Krzysztof BROMMER: Dlaczego zawsze to pan musi ratować Górnika?

Igor ANGULO: – Bo jestem napastnikiem. Gol, który daje punkty, a w tym przypadku jeden punkt, zawsze cieszy. Nie będę pana oszukiwał, to była szczęśliwa akcja i bramka, bo wcześniej mieliśmy ogromne trudności ze stworzeniem sobie jakichkolwiek sytuacji. Dla mnie ważne jest też to, że zacząłem strzelać w ekstraklasie i mam nadzieję, że tych bramek będzie więcej w kolejnych meczach.

Wisła Płock wysoko zawiesiła wam poprzeczkę i prawdę mówiąc powinna wywieźć z Zabrza 3 punkty. Zgadza się pan?

Igor ANGULO: – Taka jest piłka nożna, ale faktycznie grali nieźle. Widać, że to dobry zespół i doświadczyłem tego już rok temu. Przecież to z nimi walczyliśmy o udział w europejskich pucharach. Wiedzieliśmy, że może być trudno, ale nie walczyliśmy, jak zawsze. To właśnie jest nasza cecha charakterystyczna.

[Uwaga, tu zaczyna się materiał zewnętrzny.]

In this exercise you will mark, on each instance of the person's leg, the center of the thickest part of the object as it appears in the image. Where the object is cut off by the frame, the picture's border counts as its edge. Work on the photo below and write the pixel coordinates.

Nie ważne kto gra od pierwszej minuty, nasi kibice zawsze mogą spodziewać się tego, że nie będziemy odpuszczali.

Mecze co kilka dni w pucharach i lidze mają na was tak duży wpływ?

Igor ANGULO: – Tak bym nie powiedział. Myślę, że bardziej wpływ na nas miał wynik ostatniego meczu i jego przebieg. Z Trenczynem nie zagraliśmy źle, mieliśmy wiele sytuacji i trudno nam było wymazać to rozczarowanie z głowy. Może dlatego w niedzielę nie wyglądaliśmy tak, jak zwykle.

Pan jest w grupie piłkarzy, którzy podlegają rotacji trenera Marcina Brosza. Raz pan gra od początku, raz zaczyna na ławce rezerwowych. Przeszkadza to panu? Ma to wpływ na dyspozycję?

Igor ANGULO: – Nie zastanawiałem się nad tym. Mogę powiedzieć, że zawsze jestem gotowy do gry i do dyspozycji trenera. To on decyduje a ja muszę to akceptować. Pokazałem, że dla mnie nie ma znaczenia ile przebywam na boisku, bo zawsze mogę i chcę pomagać zespołowi.

W czwartek remis nic wam nie da. Musicie zagrać ofensywniej, skuteczniej i wygrać, jeżeli chcecie wyeliminować zespół Trenczyna…

Igor ANGULO: – Oczywiście. Pozytywem jest ten pierwszy mecz, bo powtórzę, nie graliśmy źle i mieliśmy sporo okazji. Musimy zagrać podobnie z tą różnicą, że będziemy skuteczniejsi. Szansa na awans wciąż jest i my nadal wierzymy!